Que deviennent les employés licenciés quand une usine ferme? Les ouvriers sont-ils davantage pénalisés que les cols blancs au moment de retrouver du travail? Une enquête menée à l’UNIL arrive à des résultats surprenants.
Sans formation pointue, il n’y aurait point de salut. Et surtout, il vaudrait mieux travailler dans les services. Voilà deux des préjugés les plus tenaces sur le marché de l’emploi, particulièrement dans une économie comme celle de la Suisse, où le tertiaire est très important. «Il existe d’ailleurs tout un pan de littérature scientifique qui va dans ce sens», confirme Isabel Baumann, assistante diplômée de l’Institut des sciences sociales et chercheuse au Pôle de recherche national LIVES.
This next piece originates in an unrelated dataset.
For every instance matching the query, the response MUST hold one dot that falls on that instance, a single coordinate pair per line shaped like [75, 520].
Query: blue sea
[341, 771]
Avec Daniel Oesch, professeur dans la même entité, elle s’est penchée dans une étude qui a reçu le soutien du SECO sur le devenir des employés licenciés lors de la fermeture de l’usine pour laquelle ils travaillaient. Cinq entreprises industrielles, établies dans la région genevoise et l’Espace Mittelland et cumulant 1200 employés, ont été retenues. Les cinq ont dû fermer leurs portes après la crise en 2009 et 2010.
Les ouvriers ne sont pas plus mal lotis que les cols blancs
«Nous nous attendions à voir se confirmer que, pour les ouvriers, surtout les moins qualifiés, retrouver du travail serait bien plus difficile que pour les employés attachés par exemple aux services administratifs, bref ceux que nous appelons les cols blancs», explique Isabel Baumann. Or, surprise, les différences entre cols blancs et cols bleus sont minimes.
Deux ans après leur licenciement, «les ouvriers étaient nombreux à avoir retrouvé un emploi, s’étonne Isabel Baumann. Nous pensions que ce serait particulièrement problématique pour ceux qui n’ont pas de CFC et qui ont simplement terminé l’école obligatoire. Mais la probabilité d’avoir retrouvé un travail environ deux ans après le licenciement est de 80?% pour eux.»
Et cela même si, souvent, ces ouvriers ont passé une grande partie de leur carrière au sein de l’entreprise qui s’en était séparé et n’étaient a priori pas préparés à exercer d’autres activités que celles apprises sur le tas, dès la sortie de l’école.
«Les ouvriers qualifiés sont encore plus nombreux à avoir retrouvé un poste», souligne la chercheuse. La probabilité de réinsertion dans le marché du travail dans ce groupe était en effet de 89%. Enfin, pour les personnes avec une formation tertiaire, il était de 92%. «Même s’il reste vrai qu’une bonne formation est un atout, on remarque que les différences ne sont pas énormes entre les diplômés et les autres, et surtout qu’il existe en Suisse une demande pour les ouvriers les moins qualifiés, qui peuvent exercer de vrais métiers à valeur ajoutée dans l’industrie, et pas seulement des petits boulots marginaux», relève la scientifique.
Après 55 ans, c’est plus difficile
L’autre surprise de cette recherche: le facteur le plus discriminant sur le marché de l’emploi est l’âge. Les personnes qui perdent leur travail après 55 ans ont beaucoup plus de peine à en retrouver un que les autres. Dans la cohorte des 1200 personnes suivies, la probabilité de retrouver un travail était dans le groupe des 55 à 59 ans seulement de 52%, contre 84 à 90% pour les 25 à 54 ans. «Bien plus que le niveau de formation, l’âge est de loin le critère déterminant», conclut la chercheuse.